Today’s Daily Prompt asks:
As a kid, what did you want to be when you grew up? How close or far are you from that vision?
This close to the end of my first degree it has always occurred to me that I’ve never had a plan. Whenever people asked me this question as a child my response was always that I didn’t know. I didn’t know then and I still don’t know now and that’s a little bit scary for a final year student.
Sometimes I think about my friends who seemingly have their lives planned out and know what they’re passionate about and they’re chasing their dreams and kicking ass at it too and then there’s me – just existing.
In a system of free education, you can say I got lost along the way. For me, it’s a cycle. You go to primary school, then you go to secondary school, then you do Sixth Form, then you do a degree, then you get a job. I’m your standard Trini student just going through the paces because the opportunity is there to be taken. I feel like an abuser of the system because I’m not maximising potential.
I’ve always been smart and it feels like a big waste sometimes when I tell people I’m graduating from University and I still don’t know what I want to do. It sometimes feels like I’m running out of time. If I’m being very honest though most of the time, it doesn’t really feel that way. My eighteen years or so in the education system has revealed to me one very important thing and that is that my dream to be a polyglot is alive and well.

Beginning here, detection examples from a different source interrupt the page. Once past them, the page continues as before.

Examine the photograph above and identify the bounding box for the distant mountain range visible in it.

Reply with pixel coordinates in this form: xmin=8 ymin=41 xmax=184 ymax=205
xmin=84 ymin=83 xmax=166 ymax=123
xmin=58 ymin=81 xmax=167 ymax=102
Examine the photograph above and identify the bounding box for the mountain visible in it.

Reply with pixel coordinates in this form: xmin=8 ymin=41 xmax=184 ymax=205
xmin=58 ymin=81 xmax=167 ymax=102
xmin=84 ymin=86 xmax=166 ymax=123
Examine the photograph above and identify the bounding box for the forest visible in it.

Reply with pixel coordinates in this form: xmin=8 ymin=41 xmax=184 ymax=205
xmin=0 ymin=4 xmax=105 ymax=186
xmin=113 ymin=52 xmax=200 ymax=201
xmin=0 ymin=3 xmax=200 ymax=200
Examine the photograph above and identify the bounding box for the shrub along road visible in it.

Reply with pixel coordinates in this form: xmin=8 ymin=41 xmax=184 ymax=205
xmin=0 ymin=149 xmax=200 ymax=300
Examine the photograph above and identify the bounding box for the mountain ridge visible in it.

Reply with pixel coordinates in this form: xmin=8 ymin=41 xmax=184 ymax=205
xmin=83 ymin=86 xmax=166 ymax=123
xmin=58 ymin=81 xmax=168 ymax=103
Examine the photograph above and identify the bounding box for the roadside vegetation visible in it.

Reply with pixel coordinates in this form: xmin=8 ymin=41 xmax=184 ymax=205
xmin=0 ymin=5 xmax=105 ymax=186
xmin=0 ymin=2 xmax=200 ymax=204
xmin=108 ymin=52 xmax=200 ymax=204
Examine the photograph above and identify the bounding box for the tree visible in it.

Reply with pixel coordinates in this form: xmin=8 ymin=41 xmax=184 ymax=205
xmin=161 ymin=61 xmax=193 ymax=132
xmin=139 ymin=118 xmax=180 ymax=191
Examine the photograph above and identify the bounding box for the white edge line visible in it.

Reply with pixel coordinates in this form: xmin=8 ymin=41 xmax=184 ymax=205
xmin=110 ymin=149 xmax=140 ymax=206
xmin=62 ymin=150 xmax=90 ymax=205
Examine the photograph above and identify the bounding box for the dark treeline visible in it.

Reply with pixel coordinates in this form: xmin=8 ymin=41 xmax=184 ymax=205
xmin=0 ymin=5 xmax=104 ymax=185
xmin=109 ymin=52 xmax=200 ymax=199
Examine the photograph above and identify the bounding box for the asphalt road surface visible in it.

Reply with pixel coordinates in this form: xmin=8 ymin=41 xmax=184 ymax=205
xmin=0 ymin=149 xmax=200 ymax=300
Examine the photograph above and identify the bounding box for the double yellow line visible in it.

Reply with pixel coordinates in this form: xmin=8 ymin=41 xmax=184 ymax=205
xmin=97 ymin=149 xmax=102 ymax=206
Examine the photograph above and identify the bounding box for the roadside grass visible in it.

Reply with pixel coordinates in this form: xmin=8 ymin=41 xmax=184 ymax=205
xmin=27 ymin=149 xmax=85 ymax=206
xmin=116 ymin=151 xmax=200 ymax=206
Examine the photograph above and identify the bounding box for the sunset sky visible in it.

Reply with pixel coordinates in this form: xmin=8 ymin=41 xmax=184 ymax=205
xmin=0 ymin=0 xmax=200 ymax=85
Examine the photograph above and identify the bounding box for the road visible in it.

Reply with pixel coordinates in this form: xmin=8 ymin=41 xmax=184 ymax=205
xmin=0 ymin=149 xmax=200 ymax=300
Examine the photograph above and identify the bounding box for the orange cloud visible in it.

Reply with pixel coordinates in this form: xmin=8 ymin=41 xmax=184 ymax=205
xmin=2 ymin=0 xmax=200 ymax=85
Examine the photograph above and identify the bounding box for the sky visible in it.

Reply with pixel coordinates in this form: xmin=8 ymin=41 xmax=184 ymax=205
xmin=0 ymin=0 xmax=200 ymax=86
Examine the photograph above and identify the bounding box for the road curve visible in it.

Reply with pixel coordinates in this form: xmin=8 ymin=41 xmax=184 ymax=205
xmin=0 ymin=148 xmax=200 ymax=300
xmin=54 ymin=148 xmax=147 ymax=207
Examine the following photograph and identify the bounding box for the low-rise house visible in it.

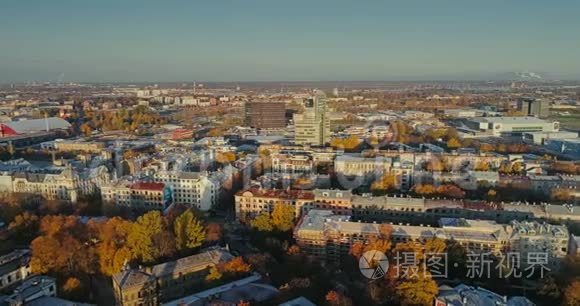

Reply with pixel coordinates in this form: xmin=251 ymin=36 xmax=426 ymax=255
xmin=113 ymin=248 xmax=233 ymax=306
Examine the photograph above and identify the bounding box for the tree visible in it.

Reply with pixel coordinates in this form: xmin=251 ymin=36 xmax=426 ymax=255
xmin=127 ymin=211 xmax=163 ymax=262
xmin=272 ymin=204 xmax=295 ymax=232
xmin=8 ymin=212 xmax=39 ymax=242
xmin=562 ymin=280 xmax=580 ymax=306
xmin=97 ymin=217 xmax=133 ymax=276
xmin=62 ymin=277 xmax=83 ymax=300
xmin=173 ymin=209 xmax=205 ymax=251
xmin=479 ymin=143 xmax=495 ymax=152
xmin=250 ymin=212 xmax=274 ymax=232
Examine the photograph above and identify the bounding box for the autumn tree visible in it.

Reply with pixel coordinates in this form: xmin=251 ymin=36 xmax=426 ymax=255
xmin=395 ymin=268 xmax=439 ymax=306
xmin=173 ymin=209 xmax=205 ymax=251
xmin=61 ymin=277 xmax=83 ymax=300
xmin=127 ymin=211 xmax=164 ymax=262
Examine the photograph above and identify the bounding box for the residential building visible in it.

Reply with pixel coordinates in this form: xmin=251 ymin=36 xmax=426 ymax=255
xmin=517 ymin=97 xmax=550 ymax=118
xmin=161 ymin=273 xmax=279 ymax=306
xmin=244 ymin=102 xmax=286 ymax=129
xmin=0 ymin=164 xmax=110 ymax=203
xmin=0 ymin=249 xmax=32 ymax=290
xmin=466 ymin=117 xmax=560 ymax=136
xmin=271 ymin=154 xmax=314 ymax=176
xmin=435 ymin=284 xmax=536 ymax=306
xmin=294 ymin=91 xmax=330 ymax=146
xmin=101 ymin=182 xmax=165 ymax=210
xmin=0 ymin=117 xmax=71 ymax=137
xmin=294 ymin=209 xmax=509 ymax=261
xmin=509 ymin=220 xmax=570 ymax=269
xmin=153 ymin=170 xmax=221 ymax=211
xmin=0 ymin=275 xmax=57 ymax=306
xmin=54 ymin=140 xmax=105 ymax=153
xmin=235 ymin=188 xmax=314 ymax=221
xmin=113 ymin=248 xmax=233 ymax=306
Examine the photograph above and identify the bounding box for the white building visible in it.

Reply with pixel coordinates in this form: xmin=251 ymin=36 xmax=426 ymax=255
xmin=294 ymin=91 xmax=330 ymax=146
xmin=153 ymin=171 xmax=221 ymax=211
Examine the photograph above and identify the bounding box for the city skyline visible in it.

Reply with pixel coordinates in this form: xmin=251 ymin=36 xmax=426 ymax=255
xmin=0 ymin=1 xmax=580 ymax=83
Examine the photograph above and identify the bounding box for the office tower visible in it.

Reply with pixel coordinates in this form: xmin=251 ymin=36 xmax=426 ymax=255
xmin=294 ymin=91 xmax=330 ymax=146
xmin=245 ymin=102 xmax=286 ymax=129
xmin=518 ymin=98 xmax=550 ymax=118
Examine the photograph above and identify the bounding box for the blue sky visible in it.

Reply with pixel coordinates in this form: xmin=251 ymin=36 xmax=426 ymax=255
xmin=0 ymin=0 xmax=580 ymax=82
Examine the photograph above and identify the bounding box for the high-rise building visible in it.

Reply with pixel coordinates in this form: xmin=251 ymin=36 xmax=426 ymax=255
xmin=294 ymin=91 xmax=330 ymax=146
xmin=245 ymin=102 xmax=286 ymax=129
xmin=518 ymin=98 xmax=550 ymax=118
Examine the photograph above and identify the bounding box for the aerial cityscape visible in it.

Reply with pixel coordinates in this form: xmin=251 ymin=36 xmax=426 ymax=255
xmin=0 ymin=0 xmax=580 ymax=306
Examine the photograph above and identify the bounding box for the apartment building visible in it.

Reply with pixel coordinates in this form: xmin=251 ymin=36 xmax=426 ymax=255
xmin=294 ymin=209 xmax=509 ymax=261
xmin=0 ymin=164 xmax=110 ymax=203
xmin=113 ymin=248 xmax=233 ymax=306
xmin=271 ymin=154 xmax=314 ymax=176
xmin=0 ymin=249 xmax=32 ymax=290
xmin=293 ymin=91 xmax=330 ymax=146
xmin=101 ymin=182 xmax=165 ymax=210
xmin=153 ymin=171 xmax=221 ymax=211
xmin=509 ymin=220 xmax=570 ymax=268
xmin=235 ymin=188 xmax=314 ymax=221
xmin=244 ymin=102 xmax=286 ymax=129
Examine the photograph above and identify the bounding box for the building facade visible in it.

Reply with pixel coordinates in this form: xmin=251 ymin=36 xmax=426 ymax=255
xmin=294 ymin=91 xmax=330 ymax=146
xmin=113 ymin=248 xmax=233 ymax=306
xmin=244 ymin=102 xmax=286 ymax=129
xmin=101 ymin=182 xmax=166 ymax=210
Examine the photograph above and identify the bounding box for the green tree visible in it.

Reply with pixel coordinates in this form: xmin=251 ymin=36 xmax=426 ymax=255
xmin=127 ymin=211 xmax=163 ymax=262
xmin=173 ymin=209 xmax=205 ymax=251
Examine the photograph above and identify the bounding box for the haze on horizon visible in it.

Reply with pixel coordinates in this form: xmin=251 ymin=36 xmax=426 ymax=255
xmin=0 ymin=0 xmax=580 ymax=83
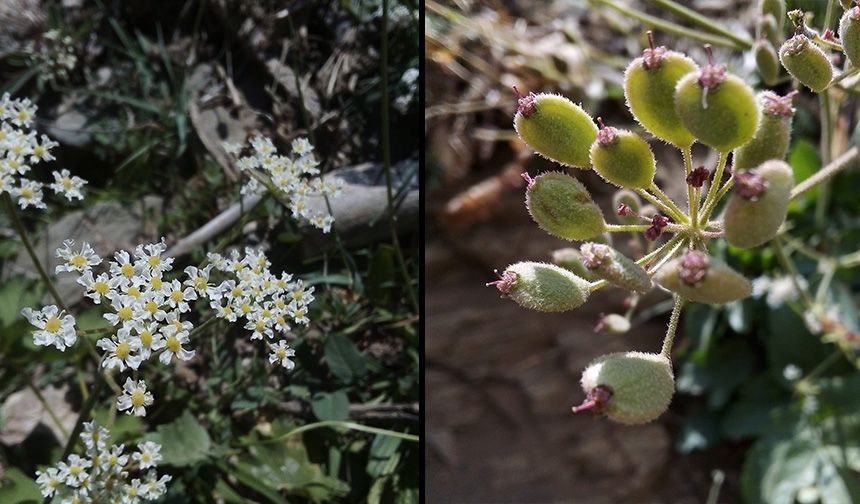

I fell in love with Spanish right out of primary school and I’ve been in love with it ever since. At secondary school I also studied French but I hated it and abandoned it as fast as I could, only to pick it up years later at University after a cancelled intermediate Portuguese class left an open slot on my timetable to reintroduce French to the circle. After a bit of time in Colombia my French has gone from strength to strength – thanks to just one semester of intense classes et une jolie collègue. I’ve been struggling with German on my own for three years and never quite got past introductions but at least that’s there to continue to explore. Italian still remains an opened book but a beast to be tamed nonetheless and I want to spend some time in Japan so I’m considering enrolling in Japanese classes next semester.
Career-wise, I’m still lost (TEFL has been a thing on my radar) but my language goals have been intact and I have no worries that they’ll take me far on my travels!